Jul 21, 2009

US Tax Dollars at Work

This is what remains of the American International School in Gaza, bombed by an Israeli Air Force pilot sometime in the early morning of January 3, 2009. The Israeli military spokesman told Ha'aretz that the "American College" site was a munitions storage dump, and therefore the bombing was justified. No weapons remnants have been found. There were no secondary explosions or fires. Anyone with an ounce of intelligence can figure out that a munitions dump would have rendered more destruction than this. I suppose one can argue that the timing of the bombing was humane in that it took place during the night when no children were present. Actually, they failed to take into account the janitor who lived on the premises. But what's a janitor compared to imaginary munitions?

We toured the site. I walked around and saw the athletic fields--and again thought what this could look like undamaged and filled with children and teenagers.

As Amira Hass, the Ha'aretz correspondent, pointed out the "College" is a school for children in grades 1-12. According to its director, the school opened for operation the day before Ariel Sharon led his troupe of policemen to the Al Aqsa mosque, seen by many as the precipitating event of the Second Intifada. It will cost $7.12 million to bring the school back to operation, over $5 million of which will be needed to reconstruct the building itself. Of course, the Israeli government is refusing to allow construction materials to enter the Gaza Strip, but what's the problem?

According to Hass, the school was intended to attract international families moving to Gaza after the Oslo accords, but in fact it became a school for the children of the upper classes of Gaza, the political leaders. It had "a Western look and feel to it: a full day of studies, class size limited to only 20 students at most, lots of open space, boys and girls in the same classrooms, universal and liberal education, English as the language of instruction (Arabic and Islamic or Christian studies were taught in Arabic), music, computers and physical education." Though the international clientele never materialized due to the political turmoil, the local Gazans sending their children to school there suggested that the overcrowded public schools were not adequate.

Ironically, the school was trashed and vandalized in April of 2007 and January 2008 by unknown parties. The motives apparently were religious, because the school represented a departure from more traditional (and religiously based) values. You would have thought that Israel might have spared the school in order to sow ideological divisions. Hamas is ideologically opposed to the school, and yet promised to protect it after the vandalism. The school still operates in an older building in an older section of Gaza City.
About the man who was killed in the attack, the school janitor. His father lived nearby and went looking for his son immediately after the bombing. Had there been munitions exploding secondarily it might have been difficult to enter the rubble and call for his son. This was his second son to be killed. A third son was seriously injured by Israeli flechettes fired into a crowd of people, and is hospitalized in Egypt. Flechettes are little darts bundled together into a munition. This is the modern version of the thousands of arrows that you see in movies about medieval warfare. Flechettes were fired by a tank a few years ago and killed a TV journalist in his clearly identified vehicle. The Israeli military explained it by saying that the hand held camera was mistaken for a rocket launcher.

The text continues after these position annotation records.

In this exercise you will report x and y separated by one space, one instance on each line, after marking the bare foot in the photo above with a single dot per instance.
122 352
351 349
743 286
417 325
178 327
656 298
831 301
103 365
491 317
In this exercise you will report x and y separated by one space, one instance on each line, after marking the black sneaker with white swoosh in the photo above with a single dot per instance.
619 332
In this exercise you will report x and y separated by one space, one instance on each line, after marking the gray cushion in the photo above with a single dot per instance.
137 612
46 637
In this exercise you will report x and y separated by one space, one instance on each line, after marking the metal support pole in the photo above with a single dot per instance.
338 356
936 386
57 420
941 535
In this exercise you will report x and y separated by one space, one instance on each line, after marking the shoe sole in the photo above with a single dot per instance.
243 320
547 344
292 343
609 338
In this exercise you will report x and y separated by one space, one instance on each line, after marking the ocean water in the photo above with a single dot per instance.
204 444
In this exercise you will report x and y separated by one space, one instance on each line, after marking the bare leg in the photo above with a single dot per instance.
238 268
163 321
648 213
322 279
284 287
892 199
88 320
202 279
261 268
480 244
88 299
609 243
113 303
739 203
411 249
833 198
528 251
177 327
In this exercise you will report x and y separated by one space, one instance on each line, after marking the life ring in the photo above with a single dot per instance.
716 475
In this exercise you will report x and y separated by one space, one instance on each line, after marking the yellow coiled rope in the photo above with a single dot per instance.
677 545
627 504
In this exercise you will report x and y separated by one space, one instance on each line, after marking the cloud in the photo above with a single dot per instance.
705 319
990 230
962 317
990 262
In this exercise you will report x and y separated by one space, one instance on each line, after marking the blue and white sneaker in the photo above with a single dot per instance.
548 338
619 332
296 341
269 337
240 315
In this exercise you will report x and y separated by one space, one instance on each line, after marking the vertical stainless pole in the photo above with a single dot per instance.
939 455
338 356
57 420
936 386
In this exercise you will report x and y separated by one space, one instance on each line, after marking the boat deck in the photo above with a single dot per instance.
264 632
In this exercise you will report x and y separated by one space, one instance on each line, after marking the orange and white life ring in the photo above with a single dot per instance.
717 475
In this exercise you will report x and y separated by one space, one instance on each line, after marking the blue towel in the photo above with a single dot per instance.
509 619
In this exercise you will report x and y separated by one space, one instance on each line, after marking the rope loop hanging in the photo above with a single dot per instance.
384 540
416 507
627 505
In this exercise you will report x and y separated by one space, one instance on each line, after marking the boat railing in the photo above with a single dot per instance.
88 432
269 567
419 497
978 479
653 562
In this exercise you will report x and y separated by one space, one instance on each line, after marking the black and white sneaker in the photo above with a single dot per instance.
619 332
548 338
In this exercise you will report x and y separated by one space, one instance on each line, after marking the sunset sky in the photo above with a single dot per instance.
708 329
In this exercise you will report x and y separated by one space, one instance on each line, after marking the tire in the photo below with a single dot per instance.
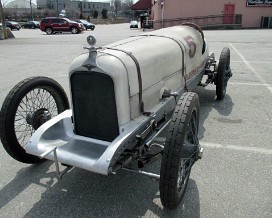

All of this material about the American International School was mentioned to Senator John Kerry when he was in Gaza. So where is Kerry when you need him? Speaking of assistance, where is the first dollar of the billions in reconstruction aid pledged by various nations to rebuild Gaza after the Israeli onslaught? Oh, that!

We send millions of dollars in aid to Israel every day, but there is no accounting. This is another example of collective punishment that we encourage by our uncritical support of the Israeli government. The auditing and accountability are long overdue.